An appendix to the report is attached.
This report set out the Fund’s proposed approach to further integrating Environmental, Social and Governance (ESG) considerations into its strategic decision making and set out a new package of measures which subject to committee approval, the Fund intends to take in the short and medium term to manage the risk of climate change. Mr Ravinder Jassar (Director of Finance) introduced the report and highlighted the Fund’s Responsible Investment (RI) commitment, reflected in the Fund’s Investment Strategy Statement. He clarified that the Fund’s funding principles were as follows; to ensure that sufficient resources were available to meet all benefit as they fell due for payment; recover any shortfall in assets, relative to the value of accrued liabilities, over broadly the future working lifetime of current employees; enable employer contributions to be kept as stable as possible and at reasonable cost; and to maximise the returns from investments within reasonable risk parameters
He added that the ESG criteria of its existing investments were assessed on an ongoing basis, including regular interaction and challenge of the Fund’s investment managers (including the Fund’s asset pool, London CIV). In recent years this had involved working with the London CIV to develop an overarching Responsible Investment policy, which the Committee endorsed and agreed to adopt in November 2018. Mr Jassar referenced the successful strategy of encouraging the Fund’s managers to improve their disclosures and quarterly reporting with detailed breakdown on ESG matters.

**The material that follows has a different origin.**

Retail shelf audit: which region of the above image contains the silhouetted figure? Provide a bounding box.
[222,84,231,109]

Mr Jassar proposed to undertake a carbon footprint exercise for the Fund in order to improve its understanding of the Fund’s holdings. This project would be undertaken by Officers working with our investment advisors, Hymans, to scope out the project further and report back to the committee. The exercise would use the latest data on greenhouse gas emissions attributable to global companies. The data collated would be used by officers to direct research and engagement activity with a view to assessing the opportunities and risks related to the shares. Following this, recommendations on the measurement of and actions related to carbon emissions would be then presented to the committee for approval.
Mr Jassar continued that individual funds engaging with companies on their own were thought to be unlikely to have as much of an impact and recommended working collaboratively so as to maximise their influence on major companies on topics such as climate change, labour rights and other ESG issues. There were a number of collaboration groups, including the Local Authority Pension Fund Forum (LAPFF). He outlined the membership and the combined investment assets of the LAPFF and added that additional information requested had been provided directly to members and the decision to join the forum brought back to the Sub-Committee.
Members then discussed investment in fossil fuel, how to engage and sought an idea as to the timescale for producing the joint report by officers and Hymans (investment advisor). Mr Jassar confirmed that the report would be available for the meeting in February 2020. In respect of the financial implications for joining the LAPFF, Councillor Perrin expressed his dissatisfaction. With the above in mind the Sub-Committee RESOLVED:
i) To note the overall report with regards to position on responsible investment and climate change;
ii) to note the further work proposed with regards to scenario analysis, carbon footprint analysis and consideration of alternative index-tracking funds.
iii) to agree the Fund’s membership of the Local Authority Pension Fund Forum (LAPFF)
iv) that the investment plans be reviewed by February 2020.